А когда мне было лет 18, я черпал на озере воду из проруби, стоя на коленях…Когда начерпал ушат, поднял голову по направлению к пригорку, на который я должен был подняться с салазками и ушатом воды, я ясно увидел на пригорке среди нежно-синего сияния снега существо, как бы следящее за мною невыразимо прекрасными очами. Существо было в три или четыре раза выше человеческого роста, одетое как бы в кристалловидные лепестки огромного цветка, с окруженной кристаллическим дымом головой.
А так у меня были дивные сны. Когда умерла мамушка, то в день ее похорон я приехал с погоста, изнемогший от слез. Меня раздели и повалили на пол, близ печки, на соломенную постель. И я спал два дня, а на третий день проснулся, часов около 2 дня, с таким криком, как будто вновь родился. В снах мне явилась мамушка и показала весь путь, какой человек проходит с минуты смерти в вечный мир. Но рассказать про виденное не могу, не сумею, только ношу в своем сердце. Что-то слабо похожее на пережитое в этих снах брезжит в моем Поддонном псаломе, в его некоторых строчках.

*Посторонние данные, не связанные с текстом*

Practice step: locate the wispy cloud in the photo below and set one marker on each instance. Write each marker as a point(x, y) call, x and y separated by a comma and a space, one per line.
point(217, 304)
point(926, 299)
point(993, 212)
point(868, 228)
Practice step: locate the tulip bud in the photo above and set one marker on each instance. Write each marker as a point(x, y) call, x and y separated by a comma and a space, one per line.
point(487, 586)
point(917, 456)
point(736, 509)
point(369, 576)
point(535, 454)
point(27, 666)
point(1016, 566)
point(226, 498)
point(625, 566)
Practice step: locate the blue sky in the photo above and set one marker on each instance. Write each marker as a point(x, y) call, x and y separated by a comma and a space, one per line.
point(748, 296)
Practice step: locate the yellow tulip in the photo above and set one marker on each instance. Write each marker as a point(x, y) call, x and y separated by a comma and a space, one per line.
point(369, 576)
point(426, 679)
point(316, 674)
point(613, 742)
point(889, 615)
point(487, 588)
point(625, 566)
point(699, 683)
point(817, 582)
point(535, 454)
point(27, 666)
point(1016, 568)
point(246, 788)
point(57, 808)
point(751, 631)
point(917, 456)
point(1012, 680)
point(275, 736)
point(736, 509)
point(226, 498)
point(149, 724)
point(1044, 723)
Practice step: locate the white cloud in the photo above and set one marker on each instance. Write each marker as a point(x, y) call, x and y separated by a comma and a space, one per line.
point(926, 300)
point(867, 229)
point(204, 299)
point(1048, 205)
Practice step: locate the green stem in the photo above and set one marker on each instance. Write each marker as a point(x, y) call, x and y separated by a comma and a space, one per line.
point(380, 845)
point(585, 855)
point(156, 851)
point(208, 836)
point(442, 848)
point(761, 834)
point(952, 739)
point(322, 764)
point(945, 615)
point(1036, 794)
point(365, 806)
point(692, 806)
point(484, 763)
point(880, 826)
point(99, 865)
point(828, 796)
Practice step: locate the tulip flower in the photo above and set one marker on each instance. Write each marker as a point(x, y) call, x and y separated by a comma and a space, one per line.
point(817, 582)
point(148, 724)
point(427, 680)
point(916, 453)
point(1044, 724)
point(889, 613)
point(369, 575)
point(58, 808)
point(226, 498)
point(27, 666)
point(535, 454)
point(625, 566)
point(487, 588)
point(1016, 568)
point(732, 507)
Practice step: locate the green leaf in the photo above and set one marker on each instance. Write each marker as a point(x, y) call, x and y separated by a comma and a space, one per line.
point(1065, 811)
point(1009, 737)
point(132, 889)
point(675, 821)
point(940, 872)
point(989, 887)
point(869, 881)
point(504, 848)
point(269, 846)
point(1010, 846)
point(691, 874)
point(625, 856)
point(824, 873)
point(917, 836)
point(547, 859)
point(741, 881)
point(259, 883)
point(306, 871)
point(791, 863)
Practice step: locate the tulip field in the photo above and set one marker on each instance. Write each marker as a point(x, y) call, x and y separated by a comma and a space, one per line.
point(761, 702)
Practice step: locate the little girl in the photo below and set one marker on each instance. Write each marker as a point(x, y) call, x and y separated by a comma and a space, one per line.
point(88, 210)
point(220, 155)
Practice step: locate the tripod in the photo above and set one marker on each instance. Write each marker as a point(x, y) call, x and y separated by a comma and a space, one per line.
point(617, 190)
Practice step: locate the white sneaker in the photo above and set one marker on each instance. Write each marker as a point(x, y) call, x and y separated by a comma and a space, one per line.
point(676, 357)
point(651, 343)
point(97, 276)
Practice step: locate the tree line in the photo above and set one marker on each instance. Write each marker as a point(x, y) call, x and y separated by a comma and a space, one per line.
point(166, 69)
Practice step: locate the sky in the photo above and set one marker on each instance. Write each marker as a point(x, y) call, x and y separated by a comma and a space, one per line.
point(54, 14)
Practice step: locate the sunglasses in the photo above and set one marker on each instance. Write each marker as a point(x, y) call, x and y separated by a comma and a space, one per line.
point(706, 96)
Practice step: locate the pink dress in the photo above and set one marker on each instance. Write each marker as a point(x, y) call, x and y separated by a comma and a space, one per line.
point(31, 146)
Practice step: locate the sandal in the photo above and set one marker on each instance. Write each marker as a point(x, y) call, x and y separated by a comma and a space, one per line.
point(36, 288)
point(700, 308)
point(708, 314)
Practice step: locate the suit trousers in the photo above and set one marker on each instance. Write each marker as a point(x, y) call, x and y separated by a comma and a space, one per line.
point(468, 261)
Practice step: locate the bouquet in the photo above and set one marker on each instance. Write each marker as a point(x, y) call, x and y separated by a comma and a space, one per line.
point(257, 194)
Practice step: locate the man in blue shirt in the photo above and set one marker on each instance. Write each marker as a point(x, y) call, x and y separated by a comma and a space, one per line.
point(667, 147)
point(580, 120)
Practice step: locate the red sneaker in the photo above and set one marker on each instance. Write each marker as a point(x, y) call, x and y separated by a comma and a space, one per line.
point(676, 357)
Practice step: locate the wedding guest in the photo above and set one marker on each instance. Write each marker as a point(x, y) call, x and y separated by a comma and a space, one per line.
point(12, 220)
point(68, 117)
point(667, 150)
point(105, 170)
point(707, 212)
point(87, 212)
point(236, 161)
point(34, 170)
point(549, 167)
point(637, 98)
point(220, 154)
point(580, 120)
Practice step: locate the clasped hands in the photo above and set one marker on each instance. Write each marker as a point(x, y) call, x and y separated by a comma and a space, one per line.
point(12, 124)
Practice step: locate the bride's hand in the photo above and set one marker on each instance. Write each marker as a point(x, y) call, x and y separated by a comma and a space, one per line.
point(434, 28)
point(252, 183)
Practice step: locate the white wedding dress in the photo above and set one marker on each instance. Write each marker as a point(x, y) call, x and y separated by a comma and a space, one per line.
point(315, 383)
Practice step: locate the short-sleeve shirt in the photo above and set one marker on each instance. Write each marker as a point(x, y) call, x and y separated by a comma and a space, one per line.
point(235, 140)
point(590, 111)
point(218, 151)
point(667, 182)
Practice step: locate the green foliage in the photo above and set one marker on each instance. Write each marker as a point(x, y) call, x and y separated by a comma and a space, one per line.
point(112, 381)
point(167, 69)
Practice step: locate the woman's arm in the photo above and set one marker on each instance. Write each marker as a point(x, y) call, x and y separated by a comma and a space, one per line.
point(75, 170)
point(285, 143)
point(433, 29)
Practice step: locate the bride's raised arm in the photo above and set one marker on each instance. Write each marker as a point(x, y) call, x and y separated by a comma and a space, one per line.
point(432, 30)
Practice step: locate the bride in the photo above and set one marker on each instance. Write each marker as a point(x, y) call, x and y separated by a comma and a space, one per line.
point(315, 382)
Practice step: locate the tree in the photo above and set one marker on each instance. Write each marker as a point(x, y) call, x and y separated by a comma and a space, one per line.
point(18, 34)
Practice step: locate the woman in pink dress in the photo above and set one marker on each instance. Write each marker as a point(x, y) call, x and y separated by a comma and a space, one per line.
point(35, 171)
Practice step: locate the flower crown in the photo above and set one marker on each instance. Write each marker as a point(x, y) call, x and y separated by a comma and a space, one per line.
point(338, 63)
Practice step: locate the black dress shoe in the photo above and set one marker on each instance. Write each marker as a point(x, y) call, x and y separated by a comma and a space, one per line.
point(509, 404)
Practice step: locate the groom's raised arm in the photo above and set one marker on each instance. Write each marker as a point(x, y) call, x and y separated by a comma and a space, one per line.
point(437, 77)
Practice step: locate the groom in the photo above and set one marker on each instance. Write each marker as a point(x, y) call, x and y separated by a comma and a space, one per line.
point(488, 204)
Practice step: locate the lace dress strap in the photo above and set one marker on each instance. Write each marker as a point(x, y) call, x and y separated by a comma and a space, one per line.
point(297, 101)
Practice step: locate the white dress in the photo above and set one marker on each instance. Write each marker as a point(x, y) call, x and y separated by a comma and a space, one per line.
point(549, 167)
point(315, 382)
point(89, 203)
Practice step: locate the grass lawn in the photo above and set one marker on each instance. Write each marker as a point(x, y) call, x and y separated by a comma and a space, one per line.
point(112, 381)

* * *А в Соловках я жил по два раза. В самой обители жил больше года без паспорта, только по имени — это в первый раз; а во второй раз жил на Секирной горе. Гора без мала 80 саженей над морем. На горном же темени церковка каменная и кельи. Строителем был при мне отец Феодор, я же был за старцем Зосимой.
Долго жил в избушке у озера питался чем Бог послал: черникой, рыжиками; в мердушку плотицы попадут — уху сварю, похлебаю; лебеди дикие под самое оконце подплывали, из рук хлебные корочки брали; лисица повадилась под оконце бегать, кажнюю зарю разбудит, не надо и колокола ждать.